"Nah, apa aku bisa tinggal diam jika calon istriku akan menghadapi bahaya? Bahayamu adalah bahayaku juga! Apapun yang akan terjadi, kita hadapi bersama!"
Petang harinya kedua pasangan kekasih itu mendatangi rumah Juragan Bejo. Mereka mendapat informasi dari seorang pembantu perempuan bahwa Juragan Bejo dan anak buahnya sedang berada di tempat kerja.
"Di mana tempat kerjanya?" tanya Lastri.
"Tempat kerjanya di Pesanggrahan Seribu Kembang. Juragan Bejo adalah ketua keamanan di situ. Pulangnya biasanya besok pagi!"
Lastri yang sudah tidak sabar segera mengajak Mahesa pergi menuju pesanggrahan yang dimaksud. Pesanggrahan yang menyediakan rumah makan, penginapan dan panti pijat itu hanya sebagai kedok bisnis sesungguhnya, yakni pelacuran dan perjudian. Tidak banyak yang tahu bahwa tempat itu sebetulnya adalah milik Ki Demang Wiryo.
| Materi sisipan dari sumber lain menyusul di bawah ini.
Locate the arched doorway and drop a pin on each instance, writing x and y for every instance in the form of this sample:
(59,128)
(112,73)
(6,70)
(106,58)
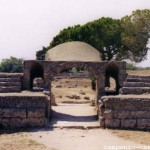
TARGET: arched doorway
(112,84)
(36,71)
(77,84)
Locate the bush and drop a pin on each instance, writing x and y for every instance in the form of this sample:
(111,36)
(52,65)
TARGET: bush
(130,66)
(11,65)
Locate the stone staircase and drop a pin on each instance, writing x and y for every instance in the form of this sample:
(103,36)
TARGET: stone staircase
(10,82)
(136,85)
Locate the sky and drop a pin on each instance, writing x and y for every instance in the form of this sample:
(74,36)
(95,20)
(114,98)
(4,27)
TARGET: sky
(27,25)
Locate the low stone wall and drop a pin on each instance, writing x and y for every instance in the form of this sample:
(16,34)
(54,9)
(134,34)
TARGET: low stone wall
(24,110)
(10,82)
(131,112)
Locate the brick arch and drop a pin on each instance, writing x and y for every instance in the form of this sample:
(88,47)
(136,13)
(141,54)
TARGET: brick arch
(94,68)
(36,70)
(112,70)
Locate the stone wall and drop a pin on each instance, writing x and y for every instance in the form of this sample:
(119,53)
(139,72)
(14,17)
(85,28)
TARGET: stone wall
(10,82)
(24,110)
(125,111)
(51,69)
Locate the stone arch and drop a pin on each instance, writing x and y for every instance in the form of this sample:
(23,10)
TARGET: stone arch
(94,71)
(36,71)
(112,70)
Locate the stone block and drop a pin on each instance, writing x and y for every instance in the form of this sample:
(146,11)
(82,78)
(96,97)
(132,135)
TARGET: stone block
(18,113)
(143,123)
(34,122)
(36,101)
(102,121)
(121,114)
(13,101)
(108,114)
(140,114)
(112,123)
(36,112)
(5,122)
(16,122)
(5,113)
(128,123)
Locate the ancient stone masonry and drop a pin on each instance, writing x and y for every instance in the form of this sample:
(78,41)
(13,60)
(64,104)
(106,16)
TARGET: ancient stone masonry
(51,69)
(136,85)
(125,112)
(10,82)
(24,110)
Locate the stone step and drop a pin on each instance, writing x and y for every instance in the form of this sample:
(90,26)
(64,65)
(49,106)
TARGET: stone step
(11,75)
(14,79)
(135,90)
(136,84)
(137,79)
(141,77)
(10,83)
(10,89)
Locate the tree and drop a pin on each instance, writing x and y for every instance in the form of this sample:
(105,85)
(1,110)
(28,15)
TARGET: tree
(126,38)
(12,64)
(136,35)
(104,34)
(40,55)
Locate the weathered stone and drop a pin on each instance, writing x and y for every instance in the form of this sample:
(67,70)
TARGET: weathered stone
(143,123)
(34,122)
(121,114)
(108,113)
(16,122)
(102,121)
(5,113)
(112,123)
(128,123)
(135,90)
(140,114)
(18,113)
(5,122)
(36,112)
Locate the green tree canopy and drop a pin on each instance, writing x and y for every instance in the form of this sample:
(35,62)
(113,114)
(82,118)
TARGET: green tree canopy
(136,35)
(126,38)
(12,64)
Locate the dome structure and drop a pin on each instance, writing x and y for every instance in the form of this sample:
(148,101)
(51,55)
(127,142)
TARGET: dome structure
(73,51)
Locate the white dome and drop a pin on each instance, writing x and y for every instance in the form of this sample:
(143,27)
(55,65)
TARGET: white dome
(73,51)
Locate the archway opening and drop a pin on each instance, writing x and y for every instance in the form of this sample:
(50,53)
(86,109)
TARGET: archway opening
(36,76)
(74,85)
(112,85)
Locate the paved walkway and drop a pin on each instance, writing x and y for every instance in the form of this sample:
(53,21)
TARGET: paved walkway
(70,130)
(74,116)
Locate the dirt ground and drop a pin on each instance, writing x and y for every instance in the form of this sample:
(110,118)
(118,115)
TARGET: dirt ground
(59,138)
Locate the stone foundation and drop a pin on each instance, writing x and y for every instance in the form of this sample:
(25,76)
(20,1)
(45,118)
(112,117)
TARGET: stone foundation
(130,112)
(24,110)
(10,82)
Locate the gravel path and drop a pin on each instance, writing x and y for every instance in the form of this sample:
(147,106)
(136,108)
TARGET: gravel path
(68,130)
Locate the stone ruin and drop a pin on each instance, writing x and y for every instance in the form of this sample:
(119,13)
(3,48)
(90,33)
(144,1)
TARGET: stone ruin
(115,109)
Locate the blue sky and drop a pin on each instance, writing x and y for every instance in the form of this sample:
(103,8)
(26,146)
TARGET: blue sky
(27,25)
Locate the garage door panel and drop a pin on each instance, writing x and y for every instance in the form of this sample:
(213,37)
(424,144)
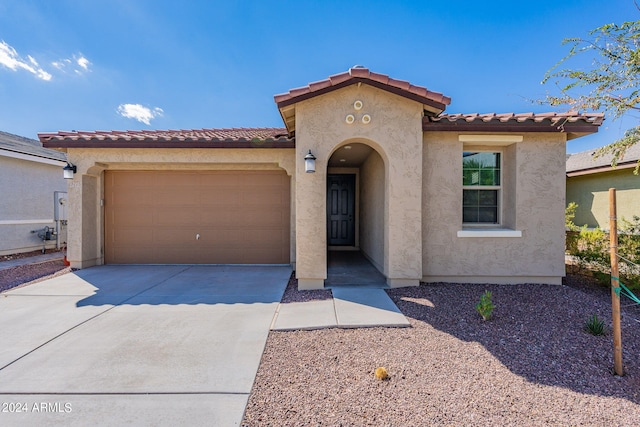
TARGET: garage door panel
(264,218)
(154,217)
(126,235)
(175,216)
(220,197)
(179,236)
(126,217)
(163,197)
(265,196)
(128,196)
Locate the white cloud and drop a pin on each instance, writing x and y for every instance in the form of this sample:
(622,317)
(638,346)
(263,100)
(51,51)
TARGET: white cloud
(83,63)
(10,59)
(78,64)
(139,112)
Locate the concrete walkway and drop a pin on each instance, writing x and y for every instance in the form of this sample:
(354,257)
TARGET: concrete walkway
(351,307)
(136,345)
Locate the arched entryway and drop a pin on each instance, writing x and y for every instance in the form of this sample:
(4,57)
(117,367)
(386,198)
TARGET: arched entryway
(356,226)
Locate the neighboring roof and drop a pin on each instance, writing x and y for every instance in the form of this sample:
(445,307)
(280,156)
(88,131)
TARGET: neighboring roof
(433,102)
(586,162)
(193,138)
(574,124)
(19,144)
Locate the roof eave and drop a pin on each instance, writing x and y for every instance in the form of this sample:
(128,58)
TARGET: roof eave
(165,143)
(434,105)
(574,130)
(600,169)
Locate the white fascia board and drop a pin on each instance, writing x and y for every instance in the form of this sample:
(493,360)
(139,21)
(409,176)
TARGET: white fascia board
(26,221)
(497,140)
(32,158)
Begitu menginjakkan kaki di pintu gerbang, Lastri langsung menanyakan kepada seorang penjaga bahwa ia mencari Ki Bejo.
"Ada keperluan apa mencari juragan?" tanya penjaga itu sedang pikirannya menduga bahwa gadis itu mungkin akan mencari pekerjaan. "Apa Mbakyu sudah ada janji untuk bertemu?"
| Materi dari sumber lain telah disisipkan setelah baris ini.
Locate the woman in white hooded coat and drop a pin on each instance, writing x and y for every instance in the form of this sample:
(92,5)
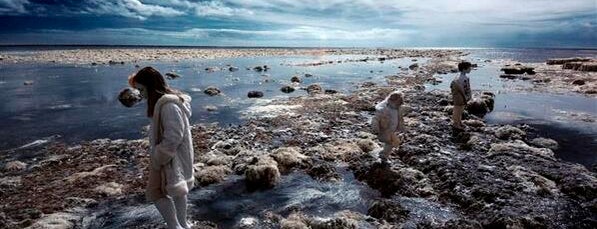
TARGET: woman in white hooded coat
(171,147)
(387,120)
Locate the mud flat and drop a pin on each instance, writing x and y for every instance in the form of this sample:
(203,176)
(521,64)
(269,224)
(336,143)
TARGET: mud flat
(110,56)
(558,76)
(490,176)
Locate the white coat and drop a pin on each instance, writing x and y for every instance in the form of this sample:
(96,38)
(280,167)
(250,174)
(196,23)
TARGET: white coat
(387,120)
(171,145)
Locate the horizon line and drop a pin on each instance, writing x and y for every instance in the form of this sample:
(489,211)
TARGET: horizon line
(294,47)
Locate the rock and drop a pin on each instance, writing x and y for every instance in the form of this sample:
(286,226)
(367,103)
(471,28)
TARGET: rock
(508,76)
(128,97)
(263,175)
(288,157)
(477,107)
(462,224)
(518,69)
(80,202)
(519,148)
(212,69)
(109,189)
(314,89)
(287,89)
(509,132)
(210,108)
(389,210)
(333,223)
(545,143)
(294,221)
(172,75)
(572,65)
(295,79)
(260,68)
(368,84)
(443,102)
(211,91)
(578,82)
(330,91)
(248,223)
(341,150)
(215,157)
(228,147)
(255,94)
(566,60)
(474,123)
(589,67)
(212,174)
(324,171)
(96,172)
(59,220)
(367,145)
(14,166)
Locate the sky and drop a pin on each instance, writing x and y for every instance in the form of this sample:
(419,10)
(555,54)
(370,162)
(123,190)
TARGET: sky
(302,23)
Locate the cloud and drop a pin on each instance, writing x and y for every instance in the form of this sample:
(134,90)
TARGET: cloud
(129,8)
(367,22)
(13,7)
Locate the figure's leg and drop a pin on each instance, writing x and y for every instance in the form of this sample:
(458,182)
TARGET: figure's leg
(180,202)
(168,212)
(457,116)
(384,155)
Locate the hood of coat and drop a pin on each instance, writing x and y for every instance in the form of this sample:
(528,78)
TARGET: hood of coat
(183,101)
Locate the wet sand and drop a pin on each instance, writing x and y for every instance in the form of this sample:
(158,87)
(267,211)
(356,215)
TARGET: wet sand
(488,176)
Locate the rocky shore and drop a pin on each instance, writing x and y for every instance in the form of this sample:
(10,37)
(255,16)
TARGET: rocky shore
(490,176)
(111,56)
(556,75)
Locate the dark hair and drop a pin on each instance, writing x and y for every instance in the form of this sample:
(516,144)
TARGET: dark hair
(464,65)
(155,85)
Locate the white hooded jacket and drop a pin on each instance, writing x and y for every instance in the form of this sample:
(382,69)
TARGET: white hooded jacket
(386,114)
(171,143)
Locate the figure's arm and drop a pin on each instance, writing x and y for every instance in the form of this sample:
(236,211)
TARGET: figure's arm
(458,88)
(173,126)
(384,123)
(401,126)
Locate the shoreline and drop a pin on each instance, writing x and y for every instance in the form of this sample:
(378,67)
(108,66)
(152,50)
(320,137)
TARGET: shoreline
(491,175)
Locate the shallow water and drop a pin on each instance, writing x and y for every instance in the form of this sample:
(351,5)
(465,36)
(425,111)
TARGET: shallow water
(229,202)
(79,102)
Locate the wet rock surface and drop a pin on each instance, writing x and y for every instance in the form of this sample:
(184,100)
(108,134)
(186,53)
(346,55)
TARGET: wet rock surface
(488,176)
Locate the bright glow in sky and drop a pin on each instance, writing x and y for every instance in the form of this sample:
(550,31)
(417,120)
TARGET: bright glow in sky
(364,23)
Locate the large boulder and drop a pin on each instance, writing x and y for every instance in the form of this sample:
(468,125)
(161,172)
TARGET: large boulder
(129,97)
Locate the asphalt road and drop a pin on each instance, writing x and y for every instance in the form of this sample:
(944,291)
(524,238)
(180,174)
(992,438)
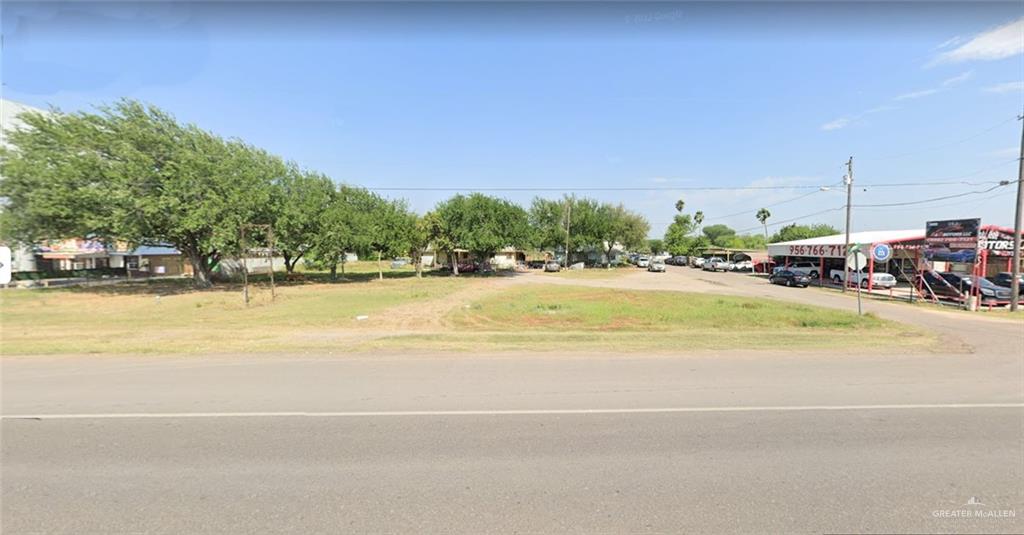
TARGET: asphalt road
(706,443)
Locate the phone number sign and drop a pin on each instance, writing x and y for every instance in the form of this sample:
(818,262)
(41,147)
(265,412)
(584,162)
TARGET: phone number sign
(828,251)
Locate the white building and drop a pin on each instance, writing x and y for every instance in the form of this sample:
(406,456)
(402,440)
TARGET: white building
(23,257)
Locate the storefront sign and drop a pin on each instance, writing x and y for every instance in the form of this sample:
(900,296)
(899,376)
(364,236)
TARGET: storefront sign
(952,241)
(996,242)
(882,252)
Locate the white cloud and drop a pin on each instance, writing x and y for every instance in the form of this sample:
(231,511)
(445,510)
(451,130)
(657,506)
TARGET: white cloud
(915,94)
(949,42)
(842,122)
(1009,152)
(957,79)
(1006,87)
(997,43)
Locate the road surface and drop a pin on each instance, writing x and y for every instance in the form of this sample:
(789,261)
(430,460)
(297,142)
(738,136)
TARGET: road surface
(728,442)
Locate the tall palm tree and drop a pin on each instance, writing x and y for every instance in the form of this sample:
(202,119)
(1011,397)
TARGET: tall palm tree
(763,215)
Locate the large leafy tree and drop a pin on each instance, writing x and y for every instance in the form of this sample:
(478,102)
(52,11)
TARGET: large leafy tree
(480,224)
(616,225)
(763,215)
(677,236)
(130,171)
(719,235)
(802,232)
(578,222)
(342,230)
(299,202)
(387,229)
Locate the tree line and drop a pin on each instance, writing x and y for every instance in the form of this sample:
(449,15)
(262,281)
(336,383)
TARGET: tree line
(686,236)
(131,172)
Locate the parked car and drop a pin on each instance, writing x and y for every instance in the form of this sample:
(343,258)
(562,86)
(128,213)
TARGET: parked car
(742,265)
(878,280)
(811,270)
(790,278)
(1004,279)
(715,264)
(960,286)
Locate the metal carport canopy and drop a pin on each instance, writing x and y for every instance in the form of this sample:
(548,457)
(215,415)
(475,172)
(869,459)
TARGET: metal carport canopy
(835,246)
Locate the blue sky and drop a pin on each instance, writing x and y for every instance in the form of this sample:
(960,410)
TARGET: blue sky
(674,96)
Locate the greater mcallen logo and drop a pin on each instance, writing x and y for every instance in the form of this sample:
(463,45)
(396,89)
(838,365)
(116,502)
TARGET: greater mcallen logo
(973,509)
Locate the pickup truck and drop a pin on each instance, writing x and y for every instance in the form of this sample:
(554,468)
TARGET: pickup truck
(879,280)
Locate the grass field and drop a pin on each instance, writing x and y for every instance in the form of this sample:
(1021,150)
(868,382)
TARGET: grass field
(549,317)
(430,314)
(168,317)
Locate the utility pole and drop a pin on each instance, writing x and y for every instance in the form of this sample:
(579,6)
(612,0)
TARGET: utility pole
(568,221)
(848,180)
(1015,284)
(245,268)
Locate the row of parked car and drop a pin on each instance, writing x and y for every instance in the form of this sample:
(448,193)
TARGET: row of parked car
(945,285)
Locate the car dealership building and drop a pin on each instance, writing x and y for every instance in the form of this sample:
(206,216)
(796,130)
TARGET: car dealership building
(898,252)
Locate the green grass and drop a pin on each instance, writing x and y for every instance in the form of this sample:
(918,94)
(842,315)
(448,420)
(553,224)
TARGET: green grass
(559,318)
(169,317)
(591,273)
(431,314)
(560,307)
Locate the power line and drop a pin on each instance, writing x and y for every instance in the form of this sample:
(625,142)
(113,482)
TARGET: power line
(783,221)
(819,190)
(943,146)
(691,189)
(934,199)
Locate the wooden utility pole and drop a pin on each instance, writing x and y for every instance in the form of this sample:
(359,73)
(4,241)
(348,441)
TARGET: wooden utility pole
(245,268)
(1015,282)
(568,222)
(848,179)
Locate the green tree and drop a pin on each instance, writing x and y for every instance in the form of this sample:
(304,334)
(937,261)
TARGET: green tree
(802,232)
(132,172)
(579,219)
(677,236)
(388,230)
(420,238)
(616,225)
(342,230)
(480,224)
(763,215)
(299,200)
(719,235)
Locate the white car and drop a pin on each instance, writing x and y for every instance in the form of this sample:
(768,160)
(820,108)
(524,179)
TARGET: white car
(811,270)
(742,265)
(878,280)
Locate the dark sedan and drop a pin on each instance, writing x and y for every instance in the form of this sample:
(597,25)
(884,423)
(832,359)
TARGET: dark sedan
(790,279)
(1005,278)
"Saya punya urusan pribadi dengan Juragan Bejo!" jawab Lastri, "Dan saya ingin sampaikan langsung kepadanya!"
Penjaga itu memandang penuh selidik kepada Lastri dan Mahesa secara bergantian, kemudian ia menyuruh seorang temannya memanggil Sang Juragan.
Tidak berselang lama, seorang penjaga berlari kecil keluar dari gedung rumah makan. "Kalian disuruh masuk!" katanya setelah dekat. "Mari ikuti saya lewat sini!"
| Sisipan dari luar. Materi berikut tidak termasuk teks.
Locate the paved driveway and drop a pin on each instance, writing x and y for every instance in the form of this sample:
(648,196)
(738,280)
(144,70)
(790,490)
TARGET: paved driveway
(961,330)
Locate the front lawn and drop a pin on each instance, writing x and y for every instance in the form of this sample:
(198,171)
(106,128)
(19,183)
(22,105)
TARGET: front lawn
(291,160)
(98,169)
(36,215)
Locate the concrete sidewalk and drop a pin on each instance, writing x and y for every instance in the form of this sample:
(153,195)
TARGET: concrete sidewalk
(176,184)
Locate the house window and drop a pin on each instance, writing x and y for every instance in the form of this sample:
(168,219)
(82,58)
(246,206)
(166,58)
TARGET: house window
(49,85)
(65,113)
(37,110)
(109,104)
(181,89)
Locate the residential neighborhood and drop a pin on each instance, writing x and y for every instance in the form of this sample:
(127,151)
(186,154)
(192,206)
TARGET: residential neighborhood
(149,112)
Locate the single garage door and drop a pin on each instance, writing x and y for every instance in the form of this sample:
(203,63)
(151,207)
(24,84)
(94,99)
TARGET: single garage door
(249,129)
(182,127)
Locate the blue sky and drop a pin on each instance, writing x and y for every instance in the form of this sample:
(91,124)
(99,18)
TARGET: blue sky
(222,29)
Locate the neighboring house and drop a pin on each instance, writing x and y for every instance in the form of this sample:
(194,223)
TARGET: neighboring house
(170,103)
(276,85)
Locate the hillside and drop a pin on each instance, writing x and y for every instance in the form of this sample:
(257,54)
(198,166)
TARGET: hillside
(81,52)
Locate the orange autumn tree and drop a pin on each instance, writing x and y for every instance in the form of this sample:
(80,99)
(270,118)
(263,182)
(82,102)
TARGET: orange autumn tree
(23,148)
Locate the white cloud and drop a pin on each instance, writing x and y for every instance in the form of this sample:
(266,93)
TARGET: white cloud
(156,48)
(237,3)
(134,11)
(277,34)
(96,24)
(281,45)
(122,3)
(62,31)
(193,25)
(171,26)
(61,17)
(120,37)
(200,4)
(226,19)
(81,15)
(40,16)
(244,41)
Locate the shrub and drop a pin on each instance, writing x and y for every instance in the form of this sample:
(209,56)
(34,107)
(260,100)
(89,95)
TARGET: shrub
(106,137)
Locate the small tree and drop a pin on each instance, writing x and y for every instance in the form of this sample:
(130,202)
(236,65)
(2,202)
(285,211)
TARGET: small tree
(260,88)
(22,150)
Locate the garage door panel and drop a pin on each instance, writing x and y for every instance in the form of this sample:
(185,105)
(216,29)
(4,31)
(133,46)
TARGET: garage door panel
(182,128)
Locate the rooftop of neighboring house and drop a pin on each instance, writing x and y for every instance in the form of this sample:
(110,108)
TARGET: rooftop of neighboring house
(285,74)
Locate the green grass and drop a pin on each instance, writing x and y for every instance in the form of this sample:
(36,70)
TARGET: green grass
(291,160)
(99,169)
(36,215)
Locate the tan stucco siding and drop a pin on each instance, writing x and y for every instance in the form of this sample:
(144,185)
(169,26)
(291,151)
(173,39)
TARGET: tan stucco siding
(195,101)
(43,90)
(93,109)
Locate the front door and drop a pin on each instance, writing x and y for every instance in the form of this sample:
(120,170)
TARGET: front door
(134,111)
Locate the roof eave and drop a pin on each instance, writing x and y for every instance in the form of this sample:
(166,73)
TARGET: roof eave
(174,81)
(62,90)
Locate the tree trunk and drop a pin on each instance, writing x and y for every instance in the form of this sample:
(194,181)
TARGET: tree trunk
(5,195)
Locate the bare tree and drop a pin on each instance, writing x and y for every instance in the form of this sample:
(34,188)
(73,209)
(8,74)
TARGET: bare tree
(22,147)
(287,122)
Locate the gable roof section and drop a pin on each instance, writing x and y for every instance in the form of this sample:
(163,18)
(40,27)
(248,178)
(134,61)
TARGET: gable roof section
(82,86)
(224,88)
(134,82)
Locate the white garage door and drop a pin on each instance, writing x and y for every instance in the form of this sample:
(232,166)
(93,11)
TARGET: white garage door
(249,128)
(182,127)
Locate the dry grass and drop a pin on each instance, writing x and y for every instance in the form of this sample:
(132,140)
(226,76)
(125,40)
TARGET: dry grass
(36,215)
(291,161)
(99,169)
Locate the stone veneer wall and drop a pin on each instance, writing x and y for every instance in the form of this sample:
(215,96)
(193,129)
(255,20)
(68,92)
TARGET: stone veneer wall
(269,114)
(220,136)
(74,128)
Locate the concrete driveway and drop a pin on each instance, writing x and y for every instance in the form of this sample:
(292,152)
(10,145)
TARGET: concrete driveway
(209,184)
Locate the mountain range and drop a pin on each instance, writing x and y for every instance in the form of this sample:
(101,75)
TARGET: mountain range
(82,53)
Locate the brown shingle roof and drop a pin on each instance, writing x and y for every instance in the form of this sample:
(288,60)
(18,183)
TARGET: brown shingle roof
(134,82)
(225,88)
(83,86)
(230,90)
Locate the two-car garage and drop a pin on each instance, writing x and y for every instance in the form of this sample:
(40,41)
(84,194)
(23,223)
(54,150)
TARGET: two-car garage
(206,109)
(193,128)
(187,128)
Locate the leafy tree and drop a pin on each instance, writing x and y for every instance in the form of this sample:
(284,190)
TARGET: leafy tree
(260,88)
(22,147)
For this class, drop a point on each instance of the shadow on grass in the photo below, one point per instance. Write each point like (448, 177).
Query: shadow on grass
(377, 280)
Mereka melewati jalan setapak di tengah taman di samping gedung rumah makan, menuju sebuah bangunan terpisah yang rupanya adalah kantor keamanan. Terdengar alunan suara gamelan dari ruang lain yang menerobos melalui jendela. Ki Bejo duduk berselonjor di kursi panjang sambil menghisap rokok klobot mahal. Ia masih santai dengan sikap seperti itu ketika penjaga yang mengantar kedua tamu itu sudah sampai di situ.